Palestinos, moradores da Faixa de GAZA

Existe, na atualidade, uma clara mudança de postura em relação o passado. A partir de um dado momento nos deparamos com uma verdadeira obsessão da rememoração e, junto com ela, difunde-se a crença que é possível reparar-lo ou manter um julgamento perpétuo do presente pelo passado. Em nome dessa reparação e desse julgamento sempre inacabado, muitas políticas sociais têm emergido nos últimos anos em várias partes. Os discursos sobre memória no começo da década de 80, na Europa e nos Estados Unidos, foram também impulsionados pelos debates em torno do Holocausto; evento tornado exemplar para reflexão dos acontecimentos emblemáticos no século XX. 

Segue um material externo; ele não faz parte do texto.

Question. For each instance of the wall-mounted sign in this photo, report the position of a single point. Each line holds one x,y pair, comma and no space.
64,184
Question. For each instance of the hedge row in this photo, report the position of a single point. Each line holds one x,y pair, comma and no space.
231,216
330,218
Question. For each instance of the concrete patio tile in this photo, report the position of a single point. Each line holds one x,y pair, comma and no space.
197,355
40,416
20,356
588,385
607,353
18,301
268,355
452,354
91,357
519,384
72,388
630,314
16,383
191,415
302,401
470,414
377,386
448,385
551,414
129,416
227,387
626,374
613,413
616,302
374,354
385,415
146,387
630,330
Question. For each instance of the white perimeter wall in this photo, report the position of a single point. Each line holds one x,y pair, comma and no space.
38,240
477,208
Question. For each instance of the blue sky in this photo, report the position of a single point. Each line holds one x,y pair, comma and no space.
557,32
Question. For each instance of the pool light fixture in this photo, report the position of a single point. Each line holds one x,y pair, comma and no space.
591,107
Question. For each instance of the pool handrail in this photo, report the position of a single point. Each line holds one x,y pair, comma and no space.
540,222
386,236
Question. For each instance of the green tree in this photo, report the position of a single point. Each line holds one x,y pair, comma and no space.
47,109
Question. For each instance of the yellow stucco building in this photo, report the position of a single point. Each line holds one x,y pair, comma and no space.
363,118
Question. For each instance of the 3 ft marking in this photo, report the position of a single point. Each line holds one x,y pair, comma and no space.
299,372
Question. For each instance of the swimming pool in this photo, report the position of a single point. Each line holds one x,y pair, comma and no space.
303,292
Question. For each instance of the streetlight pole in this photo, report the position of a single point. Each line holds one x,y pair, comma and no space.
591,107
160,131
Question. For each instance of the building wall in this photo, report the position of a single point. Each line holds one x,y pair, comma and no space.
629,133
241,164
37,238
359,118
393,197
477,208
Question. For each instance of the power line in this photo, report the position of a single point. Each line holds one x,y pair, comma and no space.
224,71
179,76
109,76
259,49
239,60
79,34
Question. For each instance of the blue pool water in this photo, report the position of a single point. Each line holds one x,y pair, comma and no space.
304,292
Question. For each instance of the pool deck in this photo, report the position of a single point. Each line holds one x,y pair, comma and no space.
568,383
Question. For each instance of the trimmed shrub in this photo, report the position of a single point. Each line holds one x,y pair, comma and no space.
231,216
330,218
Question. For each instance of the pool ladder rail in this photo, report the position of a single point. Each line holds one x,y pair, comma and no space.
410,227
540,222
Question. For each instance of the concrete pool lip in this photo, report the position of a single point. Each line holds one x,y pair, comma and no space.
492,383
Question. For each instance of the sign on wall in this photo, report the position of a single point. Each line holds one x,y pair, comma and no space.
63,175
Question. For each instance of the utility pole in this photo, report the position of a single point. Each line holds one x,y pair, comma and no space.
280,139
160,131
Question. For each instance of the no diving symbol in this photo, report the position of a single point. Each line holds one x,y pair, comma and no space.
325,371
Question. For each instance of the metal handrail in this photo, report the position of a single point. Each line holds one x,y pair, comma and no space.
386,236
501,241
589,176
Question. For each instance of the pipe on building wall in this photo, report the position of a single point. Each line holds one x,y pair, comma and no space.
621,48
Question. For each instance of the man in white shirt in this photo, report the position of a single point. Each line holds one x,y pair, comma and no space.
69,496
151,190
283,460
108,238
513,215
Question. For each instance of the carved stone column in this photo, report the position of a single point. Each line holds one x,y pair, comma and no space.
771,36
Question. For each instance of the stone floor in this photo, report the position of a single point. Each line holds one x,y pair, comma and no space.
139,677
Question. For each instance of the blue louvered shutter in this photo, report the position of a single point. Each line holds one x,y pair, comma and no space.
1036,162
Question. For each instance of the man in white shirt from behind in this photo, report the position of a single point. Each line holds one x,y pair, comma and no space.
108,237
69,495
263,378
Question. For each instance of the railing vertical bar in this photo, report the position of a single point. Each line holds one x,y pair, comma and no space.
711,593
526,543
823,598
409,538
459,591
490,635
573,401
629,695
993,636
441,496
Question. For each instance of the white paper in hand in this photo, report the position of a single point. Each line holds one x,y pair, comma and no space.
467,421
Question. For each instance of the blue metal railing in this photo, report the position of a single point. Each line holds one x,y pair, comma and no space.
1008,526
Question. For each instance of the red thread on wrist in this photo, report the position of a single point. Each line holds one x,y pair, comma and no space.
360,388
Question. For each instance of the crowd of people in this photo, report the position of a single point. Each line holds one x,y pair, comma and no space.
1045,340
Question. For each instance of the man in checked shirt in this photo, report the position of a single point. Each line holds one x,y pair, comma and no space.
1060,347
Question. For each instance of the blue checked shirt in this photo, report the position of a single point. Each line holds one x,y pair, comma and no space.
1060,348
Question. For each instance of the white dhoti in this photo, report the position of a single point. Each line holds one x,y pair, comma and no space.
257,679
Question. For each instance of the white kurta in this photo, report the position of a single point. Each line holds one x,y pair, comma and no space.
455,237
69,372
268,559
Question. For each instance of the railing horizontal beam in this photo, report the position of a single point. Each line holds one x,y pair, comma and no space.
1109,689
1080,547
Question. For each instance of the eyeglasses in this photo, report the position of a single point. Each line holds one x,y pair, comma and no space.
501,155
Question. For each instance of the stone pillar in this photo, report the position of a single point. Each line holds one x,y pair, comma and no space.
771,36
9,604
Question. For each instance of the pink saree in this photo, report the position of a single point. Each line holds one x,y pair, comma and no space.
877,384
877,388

O agravamento desses conflitos colocou o holocausto como o grande centro das disputas de memória no final do século passado e o tornou referência de massacres e mortes em várias partes do mundo. Mais ainda, fez do povo judeu o guardião de uma memória que alcançou uma dimensão de universalidade extremamente complexa. A partir de uma bem estruturada política mundial de memória em torno desse acontecimento que incluiu a produção de filmes, proliferação de monumentos, documentários, fabricação de artefatos, exposição de grande alcance através dos meios de comunicação, o holocausto, acontecimento traumático memorável, tornou-se o mais bem sucedido projeto de construção de memória no século XX e foi capaz de fazer de suas vítimas/protagonistas autoridades inquestionáveis a falar e a fazer calar em nome do passado. 

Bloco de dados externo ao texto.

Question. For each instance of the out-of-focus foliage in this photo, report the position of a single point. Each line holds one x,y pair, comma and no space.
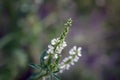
26,27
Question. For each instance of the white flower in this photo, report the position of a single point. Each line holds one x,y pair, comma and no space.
56,56
54,41
75,53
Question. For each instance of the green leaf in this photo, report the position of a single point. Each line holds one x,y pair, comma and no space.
56,77
42,57
34,66
34,76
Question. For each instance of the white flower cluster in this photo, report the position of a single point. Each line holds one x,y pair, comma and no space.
75,53
55,48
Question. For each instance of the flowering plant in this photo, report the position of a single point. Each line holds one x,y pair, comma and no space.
50,64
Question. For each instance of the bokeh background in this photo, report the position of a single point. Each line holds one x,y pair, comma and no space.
27,26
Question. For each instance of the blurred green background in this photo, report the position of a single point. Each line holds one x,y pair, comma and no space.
27,26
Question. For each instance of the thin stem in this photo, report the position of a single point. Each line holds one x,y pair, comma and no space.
43,78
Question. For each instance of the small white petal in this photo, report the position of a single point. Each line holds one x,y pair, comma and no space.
67,67
79,54
74,48
46,57
56,56
79,49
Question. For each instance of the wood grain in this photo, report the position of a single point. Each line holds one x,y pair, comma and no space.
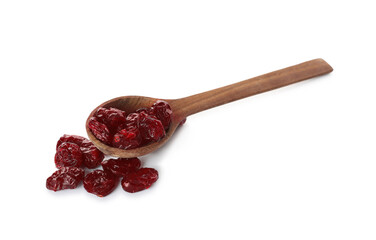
187,106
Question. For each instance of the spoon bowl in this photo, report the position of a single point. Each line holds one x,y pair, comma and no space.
184,107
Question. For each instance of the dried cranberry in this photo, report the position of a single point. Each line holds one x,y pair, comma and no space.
100,183
92,157
70,138
112,117
162,111
100,130
182,122
121,166
140,180
65,178
127,139
150,127
68,155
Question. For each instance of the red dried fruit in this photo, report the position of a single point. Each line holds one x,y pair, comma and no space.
140,180
150,127
70,138
68,155
92,156
112,117
100,130
121,166
65,178
127,139
100,183
162,111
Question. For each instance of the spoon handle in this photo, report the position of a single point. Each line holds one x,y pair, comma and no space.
206,100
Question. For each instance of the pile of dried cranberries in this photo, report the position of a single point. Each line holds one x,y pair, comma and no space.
74,153
115,128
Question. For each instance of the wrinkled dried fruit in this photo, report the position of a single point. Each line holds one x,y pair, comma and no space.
92,157
162,111
182,122
65,178
100,183
100,130
127,139
140,180
68,155
111,117
151,128
112,127
121,166
70,138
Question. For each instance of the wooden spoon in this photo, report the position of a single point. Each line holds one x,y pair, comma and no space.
187,106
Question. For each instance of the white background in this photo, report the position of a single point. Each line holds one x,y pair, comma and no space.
295,163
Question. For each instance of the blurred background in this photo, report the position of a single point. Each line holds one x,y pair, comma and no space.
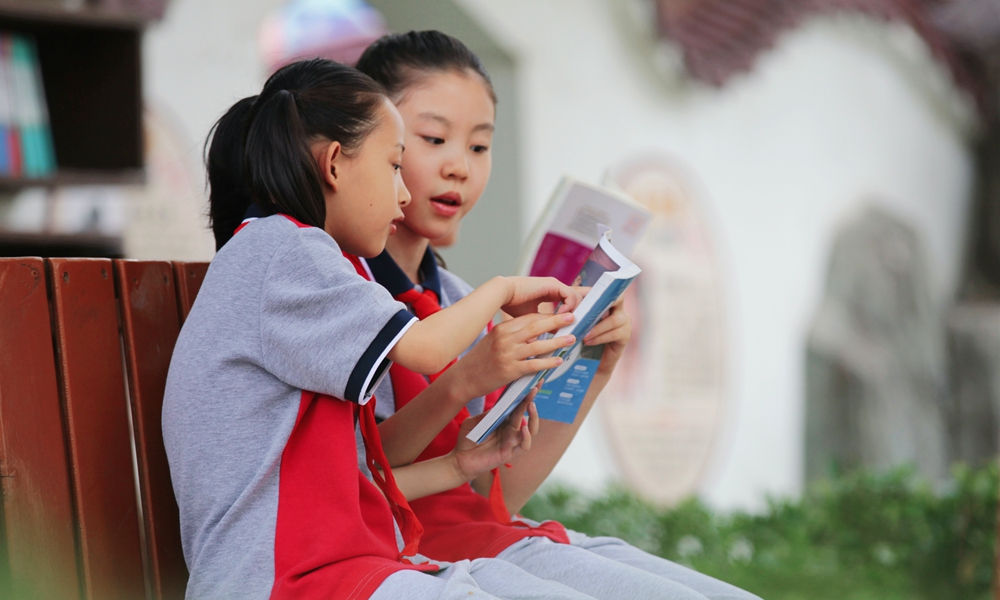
826,207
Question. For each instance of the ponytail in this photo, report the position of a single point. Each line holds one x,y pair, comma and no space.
301,103
230,195
281,170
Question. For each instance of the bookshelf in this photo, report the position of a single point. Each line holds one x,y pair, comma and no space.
89,53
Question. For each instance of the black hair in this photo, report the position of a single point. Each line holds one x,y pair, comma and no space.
229,195
398,61
302,102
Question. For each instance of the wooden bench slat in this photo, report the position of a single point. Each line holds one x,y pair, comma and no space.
150,324
37,545
93,392
189,277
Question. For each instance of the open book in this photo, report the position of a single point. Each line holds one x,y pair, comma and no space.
608,273
558,247
569,228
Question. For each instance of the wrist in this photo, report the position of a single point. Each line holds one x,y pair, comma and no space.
455,469
506,285
456,387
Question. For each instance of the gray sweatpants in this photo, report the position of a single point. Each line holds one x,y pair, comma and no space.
624,553
600,568
480,579
610,569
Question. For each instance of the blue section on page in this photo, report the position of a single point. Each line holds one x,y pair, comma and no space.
560,399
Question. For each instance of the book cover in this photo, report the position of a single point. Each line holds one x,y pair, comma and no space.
609,286
560,246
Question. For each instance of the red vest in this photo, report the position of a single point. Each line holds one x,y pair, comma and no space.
334,535
459,523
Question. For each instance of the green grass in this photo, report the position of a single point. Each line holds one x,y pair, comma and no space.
859,536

É preciso que compreendamos que, a própria passagem do holocausto para o primeiro plano dos debates sobre memória, representa um capítulo no intenso jogo de disputas sobre o passado e a informação o que foi particularmente evidenciado com a constituição dos sistemas nazi-fascistas. Certamente a reflexão sobre os grandes crimes da humanidade se constitui um passo importante para a superação de grandes traumas e possibilita um maior amadurecimento para que as sociedades atuais aprendam a lidar de forma reflexiva e crítica com seu passado. Todavia as questões que se colocam são as seguintes: até quando as dores do passado devem servir para orientar e justificar todas as ações no presente? 


Em que medida uma memória traumática pode se reverte em discurso de subjugação e tirania no presente? Em nome da memória de povo perseguido ao longo dos séculos, Israel hoje se situa num lugar quase inalcançável de críticas ou sanções políticas. Pode fazer o que bem entender em suas terras e fora delas e o mundo inteiro parece sempre baixar a cabeça como a pedir-lhe desculpas. Todos se sentem constrangidos a pedir contas a Israel, mesmo que a política externa e interna que ele pratica se aproxime em intransigência às piores ditaduras da contemporaneidade. Embora se compreenda a aguerrida reiteração da memória de sofrimento do povo Judeu, contudo, é preciso que se chame atenção este não foi o único povo perseguido da humanidade. Populações inteiras das Américas foram dizimadas, assim como, africanos e asiáticos também sofreram século de exploração e massacre. Na verdade, a África, hoje, continua sendo um continente em holocausto de fome e miséria resultado de séculos de dominação européia. A diferença fundamental foi que, infelizmente, eles nunca conseguiram realizar a construção midiática da sua memória de perseguição, nenhum Spielberg habita entre eles. Continuam esquecidos, a não ser é claro, hoje quando todos foram para lá, jogar futebol.


Comentários

Unknown disse…
Como sempre, você nos brinda com palavras lúcidas, Sônia. O genocídio contra os judeus no século XX é, sem dúvida, algo execrável. Todavia, a condenação do holocausto não deve isentar Israel de críticas. O desrespeito aos direitos humanos no trato da questão palestina deve ser execrado no mesmo grau.
Nestor Mainieri disse…
Oh! Por jeovah! Não sei que interpretações nossos queridos israelenses conseguiram extrair do velho testamento, especialmente no que diz respeito a "como conviver com os povos não escolhidos". Provavelmente nada que se encaixasse no que conhecemos hoje por "direitos humanos". Quanto aos demais povos, tendo-se o pão, vai-se ao circo. mesmíssima coisa quando os também criminosos chineses invadiram o Tibet. Quem notou?